Tablet Newspapers and Magazines | Episode 6

Welcome to the Tablet Advertising Professionals Podcast Episode # 6, Tablet Newspapers and Magazines.

Today, we’re going to go over print versus digital – in both newspapers and magazines. Which direction is the market moving?  How quickly is it moving?  And what do you need to do as a publisher to adapt.

We’re also going over digital newspapers.  What are the different companies out there doing?

Are they using HTML5?  Are they using Apps?  Or what’s going on?

And digital magazines.

Is interactivity important?  Should users need to download them?  Are PDFs sufficient?  Should they be web-based?  Should they be app-based?

We’ll be going over all of that today.

So first of all, print versus digital.  The decline of Print Advertising Revenue.

If you look at the chart, since 2005, print advertising revenue has actually declined over 50%. In 2003, it started out at around $46 billion, and gradually increased until about 2005 and then it dropped… and dropped… and dropped.  With an incredible decrease from 2008 to 2009.
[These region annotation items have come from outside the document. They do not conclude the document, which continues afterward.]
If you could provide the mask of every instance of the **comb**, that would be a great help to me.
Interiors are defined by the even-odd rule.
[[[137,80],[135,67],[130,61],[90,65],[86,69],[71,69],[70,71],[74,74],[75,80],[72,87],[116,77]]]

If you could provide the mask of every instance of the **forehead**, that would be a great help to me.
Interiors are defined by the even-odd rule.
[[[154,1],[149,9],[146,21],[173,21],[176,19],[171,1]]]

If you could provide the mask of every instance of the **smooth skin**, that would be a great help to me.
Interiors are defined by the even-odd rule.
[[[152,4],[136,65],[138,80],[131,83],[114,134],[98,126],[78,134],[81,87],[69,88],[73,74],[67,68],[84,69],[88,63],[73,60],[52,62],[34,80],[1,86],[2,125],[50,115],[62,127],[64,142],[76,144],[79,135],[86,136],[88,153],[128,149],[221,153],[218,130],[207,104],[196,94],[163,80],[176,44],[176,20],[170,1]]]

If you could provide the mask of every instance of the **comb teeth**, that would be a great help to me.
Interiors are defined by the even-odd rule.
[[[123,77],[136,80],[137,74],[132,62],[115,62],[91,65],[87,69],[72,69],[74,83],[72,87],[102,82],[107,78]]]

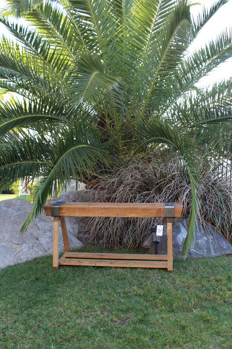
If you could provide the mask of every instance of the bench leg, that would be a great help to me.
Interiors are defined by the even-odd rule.
[[[59,269],[59,217],[54,217],[53,221],[53,254],[52,266]]]
[[[63,241],[65,247],[65,252],[69,252],[69,238],[68,237],[68,232],[67,231],[66,222],[65,217],[61,217],[60,224],[61,225],[61,230],[63,235]]]
[[[169,272],[173,270],[172,255],[172,219],[167,218],[167,270]]]

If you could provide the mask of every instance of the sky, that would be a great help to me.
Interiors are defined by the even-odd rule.
[[[196,18],[198,13],[202,10],[202,6],[209,7],[216,0],[192,0],[192,2],[199,3],[191,7],[193,18]],[[5,7],[5,0],[0,0],[0,8]],[[209,21],[199,33],[197,38],[193,43],[191,50],[194,50],[203,46],[205,43],[214,40],[217,36],[226,29],[231,30],[232,28],[232,0],[223,6]],[[0,25],[0,34],[6,35],[6,31]],[[197,84],[199,87],[208,86],[215,82],[227,79],[232,77],[232,57],[221,66],[213,70],[210,74],[204,77]]]

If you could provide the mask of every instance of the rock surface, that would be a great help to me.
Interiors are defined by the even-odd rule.
[[[175,222],[173,224],[173,257],[181,258],[181,251],[187,233],[187,220],[182,218]],[[164,225],[164,234],[159,237],[160,242],[158,245],[158,253],[164,254],[167,253],[167,230]],[[152,239],[145,240],[142,247],[149,249]],[[215,257],[223,254],[232,254],[232,246],[213,227],[204,227],[198,224],[196,229],[195,244],[190,250],[188,257]]]
[[[52,219],[42,213],[29,226],[27,232],[20,235],[33,204],[22,199],[0,202],[0,268],[52,253]],[[67,222],[71,249],[82,246],[75,237],[77,227]],[[60,234],[60,251],[64,250],[62,234]]]

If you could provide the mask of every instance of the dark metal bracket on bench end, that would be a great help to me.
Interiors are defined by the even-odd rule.
[[[60,207],[65,203],[65,201],[57,201],[51,206],[51,216],[59,217],[60,215]]]
[[[175,204],[174,202],[166,202],[165,206],[165,216],[167,218],[174,217]]]

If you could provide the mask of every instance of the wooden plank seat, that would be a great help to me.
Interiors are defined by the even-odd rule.
[[[172,202],[157,203],[120,202],[50,202],[44,206],[47,216],[54,217],[53,266],[60,265],[164,268],[173,270],[172,219],[181,216],[183,205]],[[167,254],[104,253],[70,252],[66,217],[161,217],[167,219]],[[59,222],[60,221],[65,253],[59,259]]]

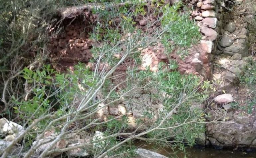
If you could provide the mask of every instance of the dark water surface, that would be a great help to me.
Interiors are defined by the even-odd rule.
[[[136,142],[135,145],[168,157],[184,158],[184,154],[182,151],[176,150],[175,152],[170,148],[154,147],[153,144],[145,142]],[[186,148],[186,157],[187,158],[256,158],[256,152],[249,152],[239,151],[218,150],[212,148],[187,147]]]

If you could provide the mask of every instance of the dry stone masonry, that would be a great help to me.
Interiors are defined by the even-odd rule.
[[[192,4],[194,3],[193,1]],[[242,0],[233,1],[233,4],[238,5],[235,8],[239,8],[239,5],[244,3]],[[243,21],[238,22],[236,19],[240,19],[240,17],[224,17],[229,13],[225,15],[225,8],[228,7],[226,6],[228,3],[225,1],[195,1],[192,4],[195,9],[192,12],[191,16],[200,27],[202,37],[201,49],[198,50],[191,64],[205,79],[210,79],[212,72],[215,79],[224,80],[220,87],[219,95],[214,98],[214,107],[207,107],[206,110],[209,121],[224,121],[221,123],[207,124],[206,134],[202,134],[197,143],[203,146],[219,148],[256,148],[256,118],[251,115],[241,114],[233,109],[231,103],[236,98],[233,98],[233,94],[221,94],[239,83],[238,77],[248,60],[246,57],[249,52],[246,22],[255,16],[255,11],[247,15]],[[234,12],[242,12],[237,9]],[[217,73],[213,71],[211,62],[213,62],[213,55],[222,72]]]

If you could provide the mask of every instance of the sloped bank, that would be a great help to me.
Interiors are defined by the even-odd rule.
[[[201,49],[192,64],[205,78],[212,77],[214,81],[221,81],[212,97],[215,97],[214,101],[209,100],[205,109],[208,121],[221,122],[207,124],[205,135],[197,142],[204,146],[253,150],[256,148],[256,118],[233,109],[229,103],[240,99],[234,90],[238,87],[239,75],[248,60],[246,20],[249,16],[254,17],[255,10],[251,9],[249,15],[241,16],[247,10],[246,8],[241,9],[242,6],[246,7],[246,4],[238,0],[229,2],[205,0],[190,4],[195,7],[191,17],[197,21],[203,36]],[[255,6],[255,3],[250,5]],[[233,11],[227,12],[225,8],[231,7]],[[233,15],[236,12],[240,16]],[[212,65],[216,64],[221,68],[215,69]],[[224,93],[230,94],[216,97]]]

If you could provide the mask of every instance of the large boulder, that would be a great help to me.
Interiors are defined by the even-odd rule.
[[[232,95],[230,94],[223,94],[219,95],[215,98],[214,101],[220,104],[226,104],[234,101]]]
[[[227,47],[232,45],[233,42],[233,40],[228,36],[224,35],[219,43],[222,47]]]
[[[136,150],[138,155],[137,158],[167,158],[167,157],[144,149],[138,149]]]
[[[224,29],[232,33],[235,31],[236,28],[235,24],[233,22],[230,22],[227,24],[224,27]]]
[[[220,148],[256,148],[256,121],[252,117],[206,125],[206,135],[211,144]]]

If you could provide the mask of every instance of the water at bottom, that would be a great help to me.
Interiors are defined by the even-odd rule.
[[[167,156],[168,157],[184,158],[183,152],[177,150],[174,151],[170,148],[162,148],[154,146],[152,144],[140,141],[136,142],[138,147],[143,148]],[[200,148],[188,147],[186,148],[187,158],[256,158],[256,152],[241,151],[217,149],[212,148]]]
A lot of that has a lot to do with the iPhone, the iPad, the technology coming down in price and people finally realizing the benefits over print in switching over.

Today we have the rise of the digital advertising revenue, and there’s been over a 100% rise since 2004.

If you’ll take a look at the chart, you’ll notice the print is declining over 50% again.

Online is increasing at a slower rate than print is declining.

Does that mean people are not consuming as much information?

I don’t think that’s the case.  There are just too many platforms to consume information on now that those two are just not primary.

And 23% of tablet new users get digital access of some kind through a print newspaper or magazine subscription.

23%, so as a publisher, you’d think it is very important to have a presence on the tablet, whether in App or HTML5. Because a quarter of tablet users are paying for subscription and that’s incredibly important to take into consideration.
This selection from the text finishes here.